Big changes to Albert Park track - Image: LAT

By Bruce Williams

Big changes to Albert Park track - Image: LAT

Big changes to Albert Park track – Image: LAT

Major revisions to the Albert Park track layout and a full resurface are planned for the postponed Formula 1 Australian Grand Prix in November.

By MARK FOGARTY

Auto Action has learned that several corners of the lakeside street circuit will be ‘realigned’ to improve the F1 racing, along with new bitumen that promotes more tyre wear.

The upgrade is expected to cost somewhere in the range of $10 million to $15 million.

The changes are due to be ready for the rescheduled AGP from November 18-21, although they’re mainly aimed at the new generation ‘ground effect’ F1 cars due next year.

Getting them done for this year’s event will ensure the upgraded track is ready if the 2022 AGP is restored to its traditional season-opening March slot.

The resurfacing and corner alterations are due to begin soon for completion by May.

The pit lane has already been widened with the deletion of the grass verge on the inside of the main straight.

This is designed to raise the F1 pit lane speed from 60 km/h to 80 km/h, reducing the time penalty of tyre stops.

Australian Grand Prix Corporation chief executive Andrew Westacott confirmed the plans to resurface the 5.3 km Albert Park course and modify the layout in time for the AGP in November.

The resurfacing will be the first since the public roads around the lake were relaid for the inaugural Melbourne GP in March 1996.

“It hasn’t been needed to be done until now because it was so well put down in the first place,” Westacott said.

“We were always going to try to do it in 2021, but it would’ve been after the (originally scheduled) 2021 March event. So we’re actively looking now at what we can do to achieve the resurfacing works prior to this November 21.

“That would mean we’d need to get those works completed by May. The engineers are looking at what’s possible to achieve in that timeframe.”

He also revealed that the new track surface would be more abrasive to promote increased tyre wear to open up more F1 race strategies.

“We’re starting to have a good look at the asphalt mix as well because Melbourne is not necessarily high-degradation from a tyre wear point of view,” Westacott said.

“The feedback we’ve had from F1 is that we’re sort of mid-way. We’re not the most aggressive, we’re not the least aggressive – we just don’t do much to tyres

“By having a slightly higher abrasiveness of the asphalt mix, we’ll be able to get more strategies because you’re going to get higher tyre deg and coupled with the other changes, you get something that’s a little more interesting to the cars.”

Renewing the track will also remove bumps that have developed in several corners over a quarter of a century, although F1 drivers – who were told of the resurfacing plan in 2019 – have warned that the ruts are part of the character and challenge of Albert Park.

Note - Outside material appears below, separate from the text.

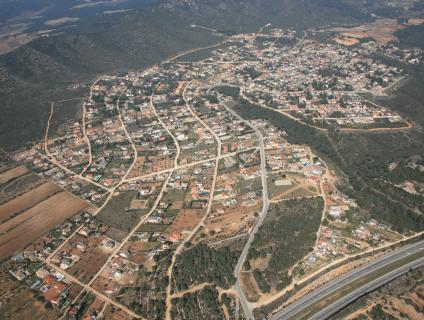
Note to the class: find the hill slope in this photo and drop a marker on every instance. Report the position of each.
(46, 68)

AGPC engineers are looking at adding slight banking to some turns and making the back section along the lake from Turn 6 to 13 faster, turning it into a new DRS zone.

“The preliminary stuff we’ve done is about camber adjustments,” Westacott explained. “The principles are we want to reward brave driving and good driving, and be able to penalise poor driving. The criticism has been that some of the turns at the moment are not wide enough or there’s not alternate lines into apexes.

“The work that’s being looked at shows that you can widen appropriately Turns 1 and 6, you can modify 9 and 10, you can really achieve some good things at Turn 13 by providing alternate entry lines into those turns. We’re only talking one, two or three metres of adjustment.

“But the other thing that we could also do is adjust camber. At the moment, 13 for instance, I’m told, has negative camber on the outside line. Now, if we had that as all being positive camber and you widen it, suddenly you’re getting an opportunity to provide a number of different lines to the apex.

“We won’t be getting to Zandvoort-type (steep) banking, but if currently it’s a negative two per cent, if we can get positive three, four or five per cent, then it’s a pretty good outcome from a driver’s point of view and it means you can actually be more aggressive to potentially overtake on the outside if someone is trying to defend on the inside.”

The idea is also to remove the Turns 9/10 chicane and increase overtaking opportunities at the tight Turn 13 right-hander.

“There is a view that says if you look at some changes on Turn 9 and 10, you can actually increase the speed around lakeside and therefore what you’re going to be doing is you’re making more of a feature of Turn 13. That has merit.

“The role we’re playing is working with Formula 1 – Ross Brawn and his team – to look at these likely simulations and performances of a 2022-spec car, because that needs to be taken into account in these changes as well.”